Nuno Moreno acusa executivo de “ajuste de contas com a carteira dos brigantinos”
O vereador independente Nuno Moreno anunciou esta quarta-feira o voto contra a versão definitiva do novo Código Regulamentar e da respetiva Tabela de Taxas do Município de Bragança, aprovada na sessão de Câmara de 19 de junho, considerando que o documento representa “um ajuste de contas com a carteira dos brigantinos”.
Em comunicado, o autarca justifica o voto contra com “uma elementar questão de coerência, verticalidade e seriedade”, alegando que, após o período de discussão pública, a quase totalidade do conteúdo regulamentar se manteve inalterada, apesar dos contributos e das críticas apresentadas.
“Se a Senhora Presidente não mudou de rumo, então não se pode mudar de convicção”, afirma Nuno Moreno, que acusa o executivo municipal de manter intactas as preocupações já anteriormente expressas.
O vereador independente considera que o novo Código Regulamentar é um documento “tecnocrata e cego” e “puramente fiscalista”, criticando a liderança do município por, no seu entender, estar “blindada a qualquer diálogo”.
Segundo Nuno Moreno, a fundamentação apresentada para o documento revela uma abordagem “puramente contabilística”, acusando o executivo de gerir o município “de costas voltadas para a população” e de se afastar “das dificuldades reais das famílias”.
O autarca defende ainda que o processo decorreu com “opacidade notória” e classifica a audição pública realizada como um momento que serviu apenas “para inglês ver”. Para Nuno Moreno, as alterações introduzidas à última hora foram meramente “operações de cosmética” e não alteraram a matriz essencial do documento.
Entre essas mudanças, o vereador aponta ajustes pontuais relacionados com o horário das lavandarias, os incentivos da ação social escolar, o regime de drive-in e lojas pop-up, considerando que serviram apenas para “simular uma abertura democrática que nunca existiu”.

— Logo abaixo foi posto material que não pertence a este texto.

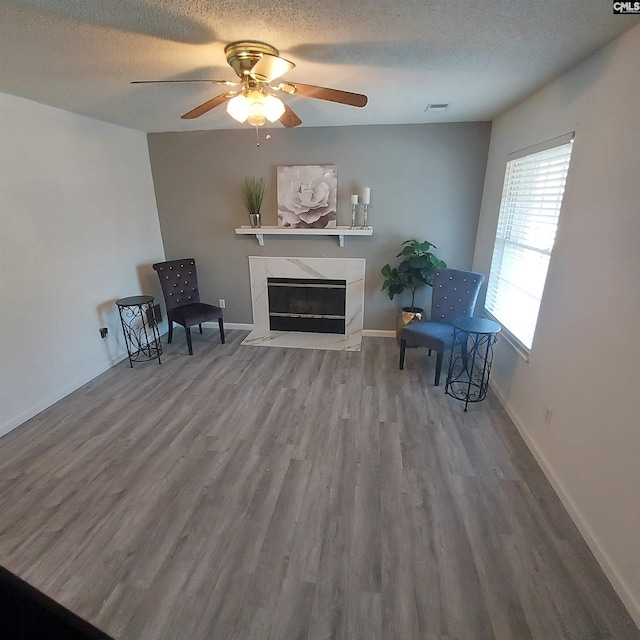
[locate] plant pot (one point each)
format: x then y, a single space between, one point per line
406 316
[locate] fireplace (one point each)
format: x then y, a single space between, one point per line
291 307
303 304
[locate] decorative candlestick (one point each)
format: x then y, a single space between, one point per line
354 204
366 199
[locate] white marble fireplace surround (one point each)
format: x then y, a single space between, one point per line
350 269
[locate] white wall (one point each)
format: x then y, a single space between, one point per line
587 346
78 229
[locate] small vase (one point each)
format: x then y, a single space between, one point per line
407 316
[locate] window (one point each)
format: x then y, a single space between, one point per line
532 194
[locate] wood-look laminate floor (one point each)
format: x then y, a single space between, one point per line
251 492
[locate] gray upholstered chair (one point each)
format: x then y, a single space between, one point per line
179 281
454 294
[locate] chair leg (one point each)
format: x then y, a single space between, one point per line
438 367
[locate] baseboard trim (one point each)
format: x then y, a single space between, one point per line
619 585
378 333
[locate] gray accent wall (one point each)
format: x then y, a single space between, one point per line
426 183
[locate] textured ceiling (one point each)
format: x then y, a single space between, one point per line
481 56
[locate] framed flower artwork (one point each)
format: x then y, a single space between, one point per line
307 196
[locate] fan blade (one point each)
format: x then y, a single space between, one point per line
207 106
227 83
324 93
289 118
270 67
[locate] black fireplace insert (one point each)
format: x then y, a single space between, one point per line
306 304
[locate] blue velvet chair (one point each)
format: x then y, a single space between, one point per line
454 294
179 281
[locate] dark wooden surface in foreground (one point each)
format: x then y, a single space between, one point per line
249 492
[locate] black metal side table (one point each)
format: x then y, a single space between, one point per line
140 330
471 358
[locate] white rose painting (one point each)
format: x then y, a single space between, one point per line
307 196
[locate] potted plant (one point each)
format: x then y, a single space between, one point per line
253 194
415 271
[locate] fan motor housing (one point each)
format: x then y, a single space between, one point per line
243 55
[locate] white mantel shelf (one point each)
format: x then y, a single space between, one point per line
340 232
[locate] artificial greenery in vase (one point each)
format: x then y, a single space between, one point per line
415 271
253 193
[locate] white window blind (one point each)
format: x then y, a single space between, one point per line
531 200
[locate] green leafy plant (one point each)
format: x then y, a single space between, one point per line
416 269
253 193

A principal crítica de Nuno Moreno centra-se no que classifica como um “agravamento da carga fiscal, punitiva e sancionatória, sem medidas de mitigação assentes na justiça e na solidariedade social”.

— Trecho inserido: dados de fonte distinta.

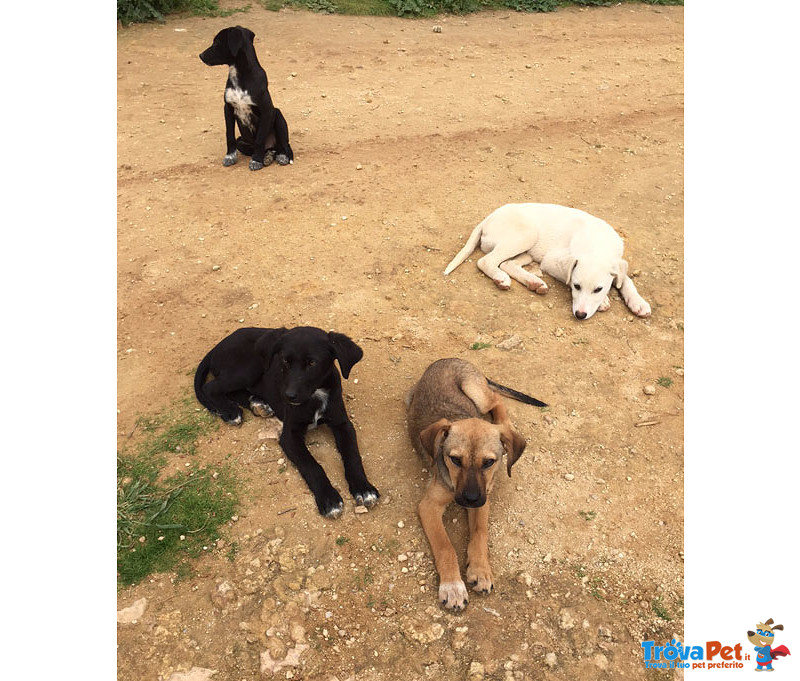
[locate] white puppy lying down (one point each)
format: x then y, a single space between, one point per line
570 245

“O impacto financeiro nas famílias e empresas continua a ser enorme”, sustenta o vereador independente, que chegou a integrar a lista do PS à Câmara Municipal que venceu as eleições.
No comunicado, Nuno Moreno dá como exemplo o aumento de cerca de 30% nas taxas de licenciamento urbanístico, considerando que a medida penaliza quem pretende construir habitação própria.
O vereador critica também os aumentos na cedência de equipamentos culturais, apontando o caso do Teatro Municipal, cuja taxa de utilização, segundo refere, quase duplica para 2.584,60 euros, e do auditório da Casa do Lavrador, que passa de 23,92 euros para 150 euros.
No regime sancionatório, Nuno Moreno considera que as coimas mínimas são “desproporcionais” em situações de pequenos erros negligentes. Como exemplo, refere a ocupação do espaço público, em que as sanções para particulares passam de 250 para 1.250 euros, e a gestão de resíduos, onde, segundo o vereador, as coimas quintuplicam de 50 para 250 euros.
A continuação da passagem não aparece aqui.